Fortinet Forum
The Forums are a place to find answers on a range of Fortinet products from peers and product experts.
Syed_Mehmood_Ali
New Contributor III

FSSO 5.2

We are testing the FSSO on terminal using DC agent mode. We configured LDAP successfully on the fortigate 100D unit. We have installed FSSO v5.0x on the Domain Controller and TS Agent on the terminal servers, then we made a object for each terminal servers with its ip addresses. After that we made a policy for each terminal server using its IP address as a source address and in source users we import the users through LDAP who are actually login on that server. But when we did all of this and test the internet by login one of the id from LDAP on the terminal server Fortinet Authentication appeared while trying to open any webpage on that server. I dont know what I did wrong please someone point me to the right direction how I resolved my issue. Thanks in advance
4 REPLIES 4
Syed_Mehmood_Ali
New Contributor III

One thing I want to add more is that, when I execute a command "diagnose debug authd fsso list" after login the workstation it is saying that "Total number of logons listed: 0". It means there is some communication issue between FSSO agent and firewall.

Dipen
New Contributor III

Hi Syed

What is your exact requirement ?

While configuring Internet access policies what "UserGroups" have you associated with Policy. have you configured FSSO Groups or LDAP Groups.

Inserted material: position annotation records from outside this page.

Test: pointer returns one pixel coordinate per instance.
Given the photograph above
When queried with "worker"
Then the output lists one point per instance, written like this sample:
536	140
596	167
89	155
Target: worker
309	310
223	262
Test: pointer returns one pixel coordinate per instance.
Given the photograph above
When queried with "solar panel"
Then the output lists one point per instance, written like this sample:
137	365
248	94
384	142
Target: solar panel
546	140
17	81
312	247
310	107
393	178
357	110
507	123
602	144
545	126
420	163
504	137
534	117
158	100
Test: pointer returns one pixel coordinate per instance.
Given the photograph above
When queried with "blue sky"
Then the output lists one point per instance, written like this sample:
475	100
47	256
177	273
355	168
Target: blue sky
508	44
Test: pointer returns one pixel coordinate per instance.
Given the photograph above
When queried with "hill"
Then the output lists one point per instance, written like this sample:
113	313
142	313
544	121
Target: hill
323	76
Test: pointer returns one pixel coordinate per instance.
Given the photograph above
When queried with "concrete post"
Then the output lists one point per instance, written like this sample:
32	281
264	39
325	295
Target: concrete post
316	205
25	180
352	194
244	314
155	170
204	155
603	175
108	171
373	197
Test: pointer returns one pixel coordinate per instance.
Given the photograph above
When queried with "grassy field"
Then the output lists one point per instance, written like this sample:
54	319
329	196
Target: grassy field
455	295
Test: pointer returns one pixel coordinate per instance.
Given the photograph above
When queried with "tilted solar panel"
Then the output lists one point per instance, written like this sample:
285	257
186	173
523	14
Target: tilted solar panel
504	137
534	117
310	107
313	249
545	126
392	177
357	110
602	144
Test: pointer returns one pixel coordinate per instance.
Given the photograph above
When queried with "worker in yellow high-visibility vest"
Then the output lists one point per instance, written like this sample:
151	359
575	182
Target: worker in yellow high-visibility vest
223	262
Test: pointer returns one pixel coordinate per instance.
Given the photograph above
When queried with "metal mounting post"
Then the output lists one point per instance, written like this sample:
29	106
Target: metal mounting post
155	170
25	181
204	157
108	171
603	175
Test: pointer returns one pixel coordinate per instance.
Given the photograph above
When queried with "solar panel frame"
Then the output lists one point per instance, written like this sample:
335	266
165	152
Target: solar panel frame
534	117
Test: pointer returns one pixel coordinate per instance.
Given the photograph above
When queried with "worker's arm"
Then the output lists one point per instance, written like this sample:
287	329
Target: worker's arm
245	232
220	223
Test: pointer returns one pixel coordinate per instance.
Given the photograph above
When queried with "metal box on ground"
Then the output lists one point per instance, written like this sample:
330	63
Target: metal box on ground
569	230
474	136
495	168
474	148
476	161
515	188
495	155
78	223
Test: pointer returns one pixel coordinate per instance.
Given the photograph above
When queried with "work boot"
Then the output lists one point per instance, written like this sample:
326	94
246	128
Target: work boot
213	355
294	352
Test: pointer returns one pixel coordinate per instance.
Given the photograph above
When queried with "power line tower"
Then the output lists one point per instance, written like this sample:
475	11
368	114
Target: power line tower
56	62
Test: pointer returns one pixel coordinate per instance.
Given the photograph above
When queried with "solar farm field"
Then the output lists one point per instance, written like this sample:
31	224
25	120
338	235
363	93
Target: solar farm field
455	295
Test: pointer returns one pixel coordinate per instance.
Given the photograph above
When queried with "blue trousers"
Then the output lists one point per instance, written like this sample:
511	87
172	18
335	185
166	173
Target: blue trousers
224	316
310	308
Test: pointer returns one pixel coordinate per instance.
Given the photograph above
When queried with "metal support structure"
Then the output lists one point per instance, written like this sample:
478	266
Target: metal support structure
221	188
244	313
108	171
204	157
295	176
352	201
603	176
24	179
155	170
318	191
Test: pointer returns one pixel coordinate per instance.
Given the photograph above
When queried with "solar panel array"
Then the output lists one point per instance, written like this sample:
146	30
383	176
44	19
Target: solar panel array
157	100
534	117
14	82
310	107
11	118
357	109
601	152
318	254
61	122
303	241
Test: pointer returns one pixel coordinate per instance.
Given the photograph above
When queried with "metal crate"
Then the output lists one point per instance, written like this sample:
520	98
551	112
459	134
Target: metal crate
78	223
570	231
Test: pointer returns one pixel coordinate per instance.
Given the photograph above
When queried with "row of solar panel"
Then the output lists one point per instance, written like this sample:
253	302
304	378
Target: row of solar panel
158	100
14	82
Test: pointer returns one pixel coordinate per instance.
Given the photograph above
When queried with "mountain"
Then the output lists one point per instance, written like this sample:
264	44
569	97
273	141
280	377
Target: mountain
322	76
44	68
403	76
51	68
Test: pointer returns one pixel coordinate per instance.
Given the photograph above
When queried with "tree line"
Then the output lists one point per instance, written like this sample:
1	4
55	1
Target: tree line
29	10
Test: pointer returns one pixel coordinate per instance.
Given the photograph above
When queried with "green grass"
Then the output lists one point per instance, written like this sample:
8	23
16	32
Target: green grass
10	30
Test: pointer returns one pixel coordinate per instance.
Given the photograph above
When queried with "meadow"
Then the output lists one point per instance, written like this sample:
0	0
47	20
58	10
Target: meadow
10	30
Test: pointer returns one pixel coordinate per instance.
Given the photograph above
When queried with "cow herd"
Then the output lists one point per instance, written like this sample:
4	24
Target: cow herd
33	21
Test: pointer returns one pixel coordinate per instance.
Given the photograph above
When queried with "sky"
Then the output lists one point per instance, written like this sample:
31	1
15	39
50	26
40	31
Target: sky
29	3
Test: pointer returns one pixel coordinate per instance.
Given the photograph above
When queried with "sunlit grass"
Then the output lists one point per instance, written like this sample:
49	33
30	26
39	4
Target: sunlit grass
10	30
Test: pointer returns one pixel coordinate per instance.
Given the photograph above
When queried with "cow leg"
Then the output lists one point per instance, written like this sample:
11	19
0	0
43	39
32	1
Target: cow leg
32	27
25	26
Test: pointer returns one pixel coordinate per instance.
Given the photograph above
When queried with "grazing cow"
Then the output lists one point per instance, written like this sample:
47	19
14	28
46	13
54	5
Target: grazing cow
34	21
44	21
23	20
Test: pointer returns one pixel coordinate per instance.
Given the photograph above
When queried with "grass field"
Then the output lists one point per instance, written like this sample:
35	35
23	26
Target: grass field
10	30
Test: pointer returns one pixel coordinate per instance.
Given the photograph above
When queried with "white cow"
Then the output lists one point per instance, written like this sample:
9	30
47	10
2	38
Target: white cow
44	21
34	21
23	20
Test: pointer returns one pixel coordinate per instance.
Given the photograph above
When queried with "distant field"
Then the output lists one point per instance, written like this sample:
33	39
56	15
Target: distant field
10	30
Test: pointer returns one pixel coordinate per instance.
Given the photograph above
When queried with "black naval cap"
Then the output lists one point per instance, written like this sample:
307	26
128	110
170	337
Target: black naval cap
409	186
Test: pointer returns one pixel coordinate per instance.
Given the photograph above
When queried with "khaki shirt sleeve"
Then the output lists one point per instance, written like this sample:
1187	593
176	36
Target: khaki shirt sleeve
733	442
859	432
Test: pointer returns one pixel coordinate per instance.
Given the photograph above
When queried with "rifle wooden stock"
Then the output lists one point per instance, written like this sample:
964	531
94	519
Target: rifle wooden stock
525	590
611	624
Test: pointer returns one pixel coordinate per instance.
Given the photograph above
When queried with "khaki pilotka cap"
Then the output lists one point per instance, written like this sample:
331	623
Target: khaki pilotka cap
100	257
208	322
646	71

From your question it appears you have selected LDAP Groups; In that case even if you login to TS Clients with your domain credentials you will still be prompted for credentials.

For transparent authentication please use FSSO Groups.

 

You can track authentication in User Monitor :)

Ahead of the Threat. FCNSA v5 / FCNSP v5

Fortigate 1000C / 1000D / 1500D

 

Syed_Mehmood_Ali

Dipen, when I use FSSO group in the policy as a source user, Internet is not working. When I use remote LDAP user as a source user its keep asking the credentials, this is my problem none of the option working for me. 

Syed_Mehmood_Ali

I have resolved my issue by setting up group filter correctly on FSSO Agent which was wrongly configured in the past. LDAP configuration is not required when you used FSSO agent based Sign-on.